We now marched to the front line on the right of Devil's Hole, the enemy falling back, leaving their dead and wounded in our lines. Here the field of carnage was only for soldiers and surgeons to behold. Friends and foes intermingled in death. Horses dead and maimed, cannon and caissons shattered and batteries left without horses to draw them. In the morning General Lee made his reconnoissance, and the 15th New Jersey was recalled and joined our brigade, lying in support of the Second and Third Corps. General Lee had concluded to get out of surrounding difficulties, for he well knew that the Army of the Potomac would not be long in attacking him, now that all its corps were present.
At about 10 o'clock the Confederate artillery opened on us in double force, our line of cannon returned their fire, and for many hours the thunder of battle artillery continued to shake the hills around Gettysburg. I have been in many battles, but have never heard such continuous peals from cannoneering. The Confederate shells landed among us, burst over us, and their broken fragments seemed to surround us. Never did men take quietly such shelling as did our Union lines of battle. Our boys were wounded and killed, but never a murmur, except to desire to go forward.
Our cannon suddenly ceased firing, but the Johnnies flew a few more shells in our lines to complete, as they supposed, our annihilation. I stood up on a large rock to view the next move.

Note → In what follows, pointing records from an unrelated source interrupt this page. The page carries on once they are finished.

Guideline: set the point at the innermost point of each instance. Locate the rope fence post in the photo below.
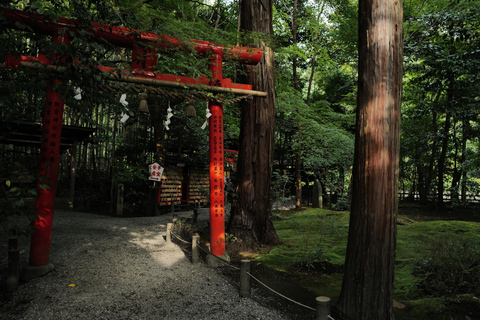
(169, 232)
(195, 250)
(13, 269)
(245, 279)
(323, 308)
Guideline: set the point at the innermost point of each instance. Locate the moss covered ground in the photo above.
(314, 246)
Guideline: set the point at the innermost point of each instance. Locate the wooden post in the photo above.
(13, 269)
(39, 263)
(73, 167)
(317, 198)
(195, 250)
(217, 184)
(169, 232)
(323, 308)
(120, 189)
(245, 279)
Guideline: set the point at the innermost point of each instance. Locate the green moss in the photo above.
(322, 234)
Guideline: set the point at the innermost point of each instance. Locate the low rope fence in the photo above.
(248, 276)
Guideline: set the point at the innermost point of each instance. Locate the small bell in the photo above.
(190, 112)
(143, 107)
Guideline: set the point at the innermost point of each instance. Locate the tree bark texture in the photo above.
(441, 162)
(252, 217)
(367, 290)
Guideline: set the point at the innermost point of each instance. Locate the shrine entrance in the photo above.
(146, 47)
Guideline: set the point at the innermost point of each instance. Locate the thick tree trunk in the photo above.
(367, 290)
(252, 217)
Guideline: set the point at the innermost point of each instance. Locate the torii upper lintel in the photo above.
(144, 61)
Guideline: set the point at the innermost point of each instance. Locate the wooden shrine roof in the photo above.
(25, 133)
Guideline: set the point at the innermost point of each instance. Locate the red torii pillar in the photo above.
(217, 183)
(48, 169)
(122, 37)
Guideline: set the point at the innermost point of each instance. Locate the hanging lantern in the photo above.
(190, 112)
(143, 107)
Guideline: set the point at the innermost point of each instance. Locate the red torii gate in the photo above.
(143, 66)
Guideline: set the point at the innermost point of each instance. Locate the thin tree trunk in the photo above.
(367, 289)
(464, 158)
(441, 161)
(298, 151)
(113, 171)
(252, 217)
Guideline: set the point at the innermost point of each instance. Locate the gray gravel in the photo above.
(122, 268)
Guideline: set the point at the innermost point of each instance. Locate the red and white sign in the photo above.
(156, 172)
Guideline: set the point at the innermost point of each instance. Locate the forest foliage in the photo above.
(439, 146)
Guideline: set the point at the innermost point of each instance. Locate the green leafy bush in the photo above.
(452, 267)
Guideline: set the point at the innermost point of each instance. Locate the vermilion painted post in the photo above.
(217, 205)
(48, 169)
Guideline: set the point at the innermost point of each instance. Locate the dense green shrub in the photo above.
(452, 267)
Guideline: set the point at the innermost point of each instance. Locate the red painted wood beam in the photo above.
(13, 62)
(48, 171)
(217, 183)
(127, 38)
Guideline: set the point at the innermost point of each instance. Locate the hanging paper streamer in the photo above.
(123, 101)
(78, 93)
(169, 115)
(208, 115)
(124, 116)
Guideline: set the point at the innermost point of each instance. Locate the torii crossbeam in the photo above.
(143, 69)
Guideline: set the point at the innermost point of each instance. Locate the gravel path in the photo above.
(121, 268)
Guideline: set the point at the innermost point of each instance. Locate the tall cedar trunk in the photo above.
(457, 172)
(430, 170)
(367, 290)
(252, 216)
(441, 161)
(298, 151)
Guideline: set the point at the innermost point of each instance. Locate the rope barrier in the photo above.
(257, 280)
(178, 237)
(278, 293)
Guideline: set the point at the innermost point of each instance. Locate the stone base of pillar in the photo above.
(31, 272)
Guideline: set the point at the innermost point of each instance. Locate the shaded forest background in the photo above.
(315, 44)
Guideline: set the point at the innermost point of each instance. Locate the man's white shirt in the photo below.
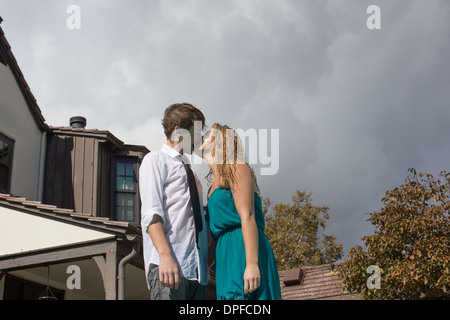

It was cleared land in our front and to the right as far as I could see. I did not wait long before I saw a large body of Confederates come up over the rising ground, and then another large body followed; still in their right-rear another large body. They appeared to be moving in echelon. I said: "Boys, General Lee is going to charge us with his whole army." On the Johnnies came in splendid lines. It was a beautiful sight. I thought it was for the movement a manoeuver for Fourth of July parade. Our two lines of battle in front of us were fully prepared to receive the visitors, and we were prepared with our bayonets fixed to assist them. Not a shot had been fired from our side since the new movement began.
The enemy moved on a double-quick with a cheer. Now they were in good range for grape, shrapnel and canister, and our reserved artillery opened on them, sweeping whole ranks into eternity. The men in our front also began their deadly fire, and before those noble and brave men got within call of our lines three-fourths were dying or dead. As a friendly breeze raised the smoke of battle, the field in our front showed the dreadful accuracy of our fire.General Meade came riding down the lines with his staff, and the rank and file greeted him with three cheers. We all knew General Lee would not advance further to battle, but what the next move would be on this 3rd of July, 1863, we could not conceive. Our lines remained the same during the night, and the 4th of July we buried many of the dead. General Lee began moving for home the night of the 3rd, after the disastrous defeat of his charging columns.